The exquisite raised-panel painting, Postcard on the Cafe Floor, is technically refined, with an adept execution that only an artist who has devoted his life to art could create. The postcard in the painting is a recognizable reproduction of a Matisse cut-out; Matisse being a staple in museum gift shops. The Welsh painting then, in this regard, is (in part) a painting of a reproduction. It’s at once playful and raises a philosophical question about where original and facsimile begins and ends.
Underneath the “postcard” is the “cafe floor.” The floor is a neo-Roman mosaic, a common design feature in late 19th century museums and institutions. The “floor” slips away from the title (Welsh’s titles are, bar none, poetic and gorgeous) and conjures up op-art and brutalist architecture. Hues and coloration are played with too, and are reminiscent of Josef Albers’ famed color experiments. And the panel’s density of recognizable artists and artistic movements just keeps multiplying - and somehow, this powerful little painting weaves them all together. Along these lines, the painter’s super-successful use of artists and artistic movements is analogous to the harmonious way in which complimentary colors create op-art effects, allowing the viewer to see, and in the same way think of, something more.
I found the same kaleidoscopic effect in play, both visually and aesthetically, when I have visited Tim Welsh’s home-studio in Providence. My thoughts immediately went to the historical photographs I have seen of Joseph Cornell’s famed Utopia Parkway home-studio, and the intricate way bits of otherwise “junk”, (like cereal box bar codes and peanut butter jars), are carefully cleaned, excised, organized, boxed and readied.
Beyond the impressive obsessiveness of such clipping, saving and organizing, was an evident devotion to experimentation.
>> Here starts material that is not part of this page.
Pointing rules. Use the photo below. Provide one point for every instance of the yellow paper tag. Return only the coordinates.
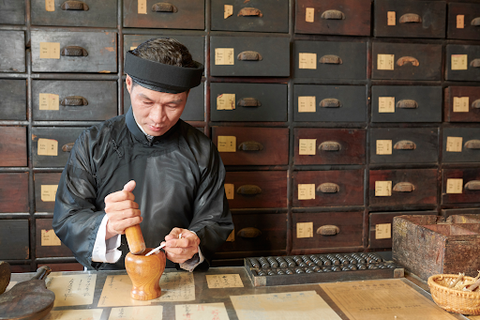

In the studio the artist’s panel paintings are arranged to catch the plays of light in the most interesting or least obvious ways. They might be balanced on a stove top, or fixed high on the wall, but they are otherwise targets, both finished and unfinished, for mirrored reflections and diffuse geometric beams of light, coming through the window blinds. Photographs of these spontaneous happenings are on the artist’s work table, and leave no doubt that Timothy Welsh is actively researching the question of how to infuse even more meaning into his extraordinary panel paintings.